The Greenspire High School (aka. "Greenspire") is a public charter, co-educational, project-based learning, secondary school, located in Grand Traverse County, Michigan, in the Garfield Township, outside the city limits of Traverse City. Greenspire is one of the two schools in the Greenspire Schools: The Greenspire School (Middle School); and The Greenspire School. The school enrolls about 250 students each year. The school started in 2021.

Greenspire has offered grades 9 through 12. Students are offered a wide variety of classes, some of which are held outside, enrollment at Career Tech Center (aka. CTC), and the option to dual enroll and attend classes at Northwestern Michigan College.

== Academics ==
Greenspire offers 65 unique classes to its students. In addition, students are also given the option to dual-enroll with Northwestern Michigan College. Students can also attend the Career-Tech Center of Northwest Educational Services school district (formerly TBAISD), which offers special college or career opportunities education for juniors and seniors at Greenspire, as those of other districts under TBAISD.

== History ==
In 2020, the Michigan Department of Education approved a grant from the Quality Charter Schools Programs grant, awarding The Greenspire School $650,000 to fund a high school program, proceeding the Greenspire (Middle) School.
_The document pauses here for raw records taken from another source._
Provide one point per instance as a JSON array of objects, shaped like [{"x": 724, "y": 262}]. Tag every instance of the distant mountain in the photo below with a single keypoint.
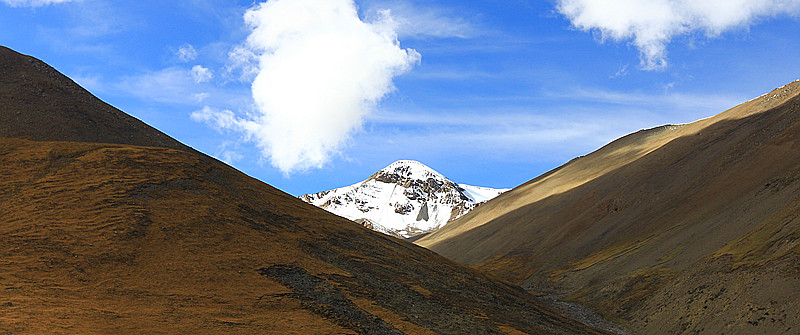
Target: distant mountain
[
  {"x": 680, "y": 229},
  {"x": 404, "y": 199},
  {"x": 106, "y": 228}
]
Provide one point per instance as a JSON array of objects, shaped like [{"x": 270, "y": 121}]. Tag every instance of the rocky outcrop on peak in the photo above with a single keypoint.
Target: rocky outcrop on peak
[{"x": 404, "y": 199}]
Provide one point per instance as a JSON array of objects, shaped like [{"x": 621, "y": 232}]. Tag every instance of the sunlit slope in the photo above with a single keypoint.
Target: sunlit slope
[
  {"x": 646, "y": 227},
  {"x": 109, "y": 238}
]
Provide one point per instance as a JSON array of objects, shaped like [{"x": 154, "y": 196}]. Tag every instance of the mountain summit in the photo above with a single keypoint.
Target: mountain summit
[
  {"x": 106, "y": 228},
  {"x": 404, "y": 199}
]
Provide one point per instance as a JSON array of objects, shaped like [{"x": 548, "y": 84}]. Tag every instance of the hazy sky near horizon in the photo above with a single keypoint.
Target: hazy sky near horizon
[{"x": 309, "y": 95}]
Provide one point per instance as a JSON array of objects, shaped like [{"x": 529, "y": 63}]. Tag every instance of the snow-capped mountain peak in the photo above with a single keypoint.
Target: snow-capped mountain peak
[{"x": 404, "y": 199}]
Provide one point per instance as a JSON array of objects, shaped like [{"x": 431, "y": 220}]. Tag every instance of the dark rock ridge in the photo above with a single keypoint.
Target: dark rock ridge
[{"x": 39, "y": 103}]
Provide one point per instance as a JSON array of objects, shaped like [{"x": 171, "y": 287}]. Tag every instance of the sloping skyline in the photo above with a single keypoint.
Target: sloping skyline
[{"x": 490, "y": 94}]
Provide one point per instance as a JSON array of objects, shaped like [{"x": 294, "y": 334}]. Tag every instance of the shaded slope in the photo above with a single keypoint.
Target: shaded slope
[
  {"x": 687, "y": 228},
  {"x": 109, "y": 238},
  {"x": 112, "y": 238},
  {"x": 39, "y": 103}
]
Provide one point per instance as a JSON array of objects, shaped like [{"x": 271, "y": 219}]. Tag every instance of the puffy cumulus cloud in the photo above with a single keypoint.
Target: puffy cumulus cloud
[
  {"x": 652, "y": 24},
  {"x": 32, "y": 3},
  {"x": 201, "y": 74},
  {"x": 186, "y": 53},
  {"x": 320, "y": 70}
]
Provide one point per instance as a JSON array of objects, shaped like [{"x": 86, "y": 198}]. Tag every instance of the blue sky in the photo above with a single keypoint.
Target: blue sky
[{"x": 490, "y": 93}]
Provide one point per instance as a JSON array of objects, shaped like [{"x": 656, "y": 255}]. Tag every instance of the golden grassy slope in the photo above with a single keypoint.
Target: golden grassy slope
[
  {"x": 103, "y": 238},
  {"x": 636, "y": 227}
]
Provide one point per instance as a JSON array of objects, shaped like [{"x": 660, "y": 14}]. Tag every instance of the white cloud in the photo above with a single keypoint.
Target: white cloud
[
  {"x": 415, "y": 21},
  {"x": 186, "y": 53},
  {"x": 32, "y": 3},
  {"x": 652, "y": 24},
  {"x": 173, "y": 85},
  {"x": 201, "y": 74},
  {"x": 321, "y": 70}
]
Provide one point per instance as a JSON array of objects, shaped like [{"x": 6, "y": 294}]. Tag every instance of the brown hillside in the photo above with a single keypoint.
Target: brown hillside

In 2026 the Grand Traverse Band of Ottawa and Chippewa Indians (GTB) acquired the current location of Greenspire High School, the Boardman Lake Campus (formerly NMC's), from Northwestern Michigan College (NMC) for $27 Million . Greenspire's usage of the space will run until 2030 on a lease and can extend onto 2035. Greenspire's board has discussed moving the school to another location after the lease ends, although the board has not made any discussion to finalize any relocation(s), but have had discussions on possible locations.

=== Principals ===
Greenspire has had 2 lead principals since its opening in 2021.

| Tenure | Principal |
| 2021-2026 (1st Semester) | Erica Walsh |

In 2026 (2nd Semester) Greenspire had no lead principal, although Emily Feaster was dean/head of The Greenspire High School

== Demographics ==
The demographic breakdown of Greenspire's 176 students enrolled in 2024–25 was:

- Male – 50.6%
- Female – 49.4%
- American Indian/Alaska Native – 1.7%
- Asian – 0.6%
- Black – 0%
- Hispanic – 4.5%
- Native Hawaiian/Pacific Islander – 1.1%
- White – 85.8%
- Multiracial – 6.3%
- 9th Grade – 28.4%
- 10th Grade – 27.3%
- 11th Grade – 23.9%
- 12th Grade – 20.5%

Additionally, 70 students (39.7%) were eligible for reduced-price or free lunch.